Major health care providers and industry groups paid the Center for Health Transformation, a think tank that Gingrich founded, at least $37 million over the last eight years, the Washington Post reports. The think tank, which offered its clients special access to Gingrich, advocated a form of the individual mandate -- a requirement that "anyone who earns more than $50,000 a year must purchase health insurance or post a bond." The individual mandate in President Obama's health care overhaul is at the heart of conservative opposition to the law.
Gingrich left the the think tank earlier this year to run for president and has since disavowed the individual mandate. Still, his rivals like Mitt Romney have tried to remind voters of his earlier support for the mandate. The Center for Health Transformation supported other proposals found in President Obama's health care overhaul, the Post reports, like building centralized electronic medical records.
Gingrich's Center for Health Transformation also counted Gundersen Lutheran Health System, a Wisconsin-based health care provider, among its clients, the New York Times reports -- an organization that pushed aggressively for the end-of-life provisions in the health care overhaul that came to be known as "death panels."
In July 2009, Gingrich praised Gundersen's end-of-life practices on the Washington Post website, the Times points out, though by August, he was slamming the end-of-life provisions in Mr. Obama's health care bill.
Meanwhile, in addition to diving into health care policy, Gingrich was paid nearly $1 million over the last decade to advise the U.S. Chamber of Commerce -- Washington's largest lobbying group, the Wall Street Journal reports.
Specifically, unnamed sources told the Journal, Gingrich received about $840,000 over seven years to meet with Chamber officials every few months to give feedback on economic issues and ideas. Gingrich reportedly did no lobbying for the organization.
Tea Party-aligned groups like the FreedomWorks have taken issue with some of the Chamber's positions, such as its backing of Mr.
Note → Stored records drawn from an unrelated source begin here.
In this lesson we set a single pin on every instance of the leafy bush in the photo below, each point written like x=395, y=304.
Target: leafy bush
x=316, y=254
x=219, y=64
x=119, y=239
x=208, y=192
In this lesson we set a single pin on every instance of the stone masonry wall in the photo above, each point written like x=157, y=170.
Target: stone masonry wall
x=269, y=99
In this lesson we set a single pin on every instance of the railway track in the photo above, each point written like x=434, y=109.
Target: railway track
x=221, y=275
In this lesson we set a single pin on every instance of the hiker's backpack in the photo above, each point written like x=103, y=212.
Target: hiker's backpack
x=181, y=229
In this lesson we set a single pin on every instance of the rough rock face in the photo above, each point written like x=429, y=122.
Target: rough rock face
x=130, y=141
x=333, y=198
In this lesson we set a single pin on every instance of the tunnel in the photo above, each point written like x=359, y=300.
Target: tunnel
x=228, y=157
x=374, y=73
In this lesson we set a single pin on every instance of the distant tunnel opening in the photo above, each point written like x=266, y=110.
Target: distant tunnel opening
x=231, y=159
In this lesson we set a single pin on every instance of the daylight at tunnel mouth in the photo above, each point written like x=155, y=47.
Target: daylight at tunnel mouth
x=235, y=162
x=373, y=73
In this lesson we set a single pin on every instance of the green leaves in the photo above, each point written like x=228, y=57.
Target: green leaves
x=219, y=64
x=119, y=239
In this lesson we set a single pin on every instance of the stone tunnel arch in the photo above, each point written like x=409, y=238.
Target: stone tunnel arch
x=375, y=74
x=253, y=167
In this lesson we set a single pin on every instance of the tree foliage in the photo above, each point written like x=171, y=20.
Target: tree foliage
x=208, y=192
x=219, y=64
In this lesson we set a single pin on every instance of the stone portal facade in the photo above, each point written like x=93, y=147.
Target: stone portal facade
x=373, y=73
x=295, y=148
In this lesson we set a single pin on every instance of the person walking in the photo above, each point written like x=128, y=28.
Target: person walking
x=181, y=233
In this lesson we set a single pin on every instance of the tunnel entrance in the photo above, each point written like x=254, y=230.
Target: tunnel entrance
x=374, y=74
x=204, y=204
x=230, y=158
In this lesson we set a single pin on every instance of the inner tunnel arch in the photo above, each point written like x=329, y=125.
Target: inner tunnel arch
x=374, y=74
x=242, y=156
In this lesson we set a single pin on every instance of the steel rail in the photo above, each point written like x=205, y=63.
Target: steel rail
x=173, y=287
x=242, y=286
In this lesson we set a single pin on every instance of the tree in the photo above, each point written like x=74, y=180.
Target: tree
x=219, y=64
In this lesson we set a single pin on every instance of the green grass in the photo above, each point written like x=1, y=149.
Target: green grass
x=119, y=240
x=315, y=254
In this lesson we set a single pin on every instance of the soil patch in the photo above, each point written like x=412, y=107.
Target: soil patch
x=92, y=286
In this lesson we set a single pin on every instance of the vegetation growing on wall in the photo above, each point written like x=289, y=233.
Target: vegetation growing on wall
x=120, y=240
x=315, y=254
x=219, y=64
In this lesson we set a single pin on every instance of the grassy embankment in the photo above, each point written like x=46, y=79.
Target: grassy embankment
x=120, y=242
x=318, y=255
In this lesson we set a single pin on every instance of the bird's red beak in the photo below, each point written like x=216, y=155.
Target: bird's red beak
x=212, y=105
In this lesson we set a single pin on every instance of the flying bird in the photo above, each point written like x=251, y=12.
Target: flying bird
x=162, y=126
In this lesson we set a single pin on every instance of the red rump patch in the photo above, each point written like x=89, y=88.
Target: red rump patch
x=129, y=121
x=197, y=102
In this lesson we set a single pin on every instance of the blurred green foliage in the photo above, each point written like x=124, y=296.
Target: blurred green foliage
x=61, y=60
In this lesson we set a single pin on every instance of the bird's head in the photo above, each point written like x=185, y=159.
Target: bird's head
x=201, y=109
Obama's 2009 stimulus package.
The latest reports come after revelations that Gingrich made at least $1.5 million in consulting fees from the government-sponsored mortgage giant Freddie Mac -- another entity that conservatives dislike.
Gingrich told CBS News radio this week that he's unconcerned the Freddie Mac reports would remind voters of his "insider" status in Washington.
"There's no question when you serve 20 years in the House and as speaker of the House for four years, you know a fair amount about Washington," Gingrich told CBS News radio correspondent Dan Raviv. "We just tried an amateur for the last three years, and it didn't work very well... The country would be better off with someone determined to change Washington and who knows how to do it."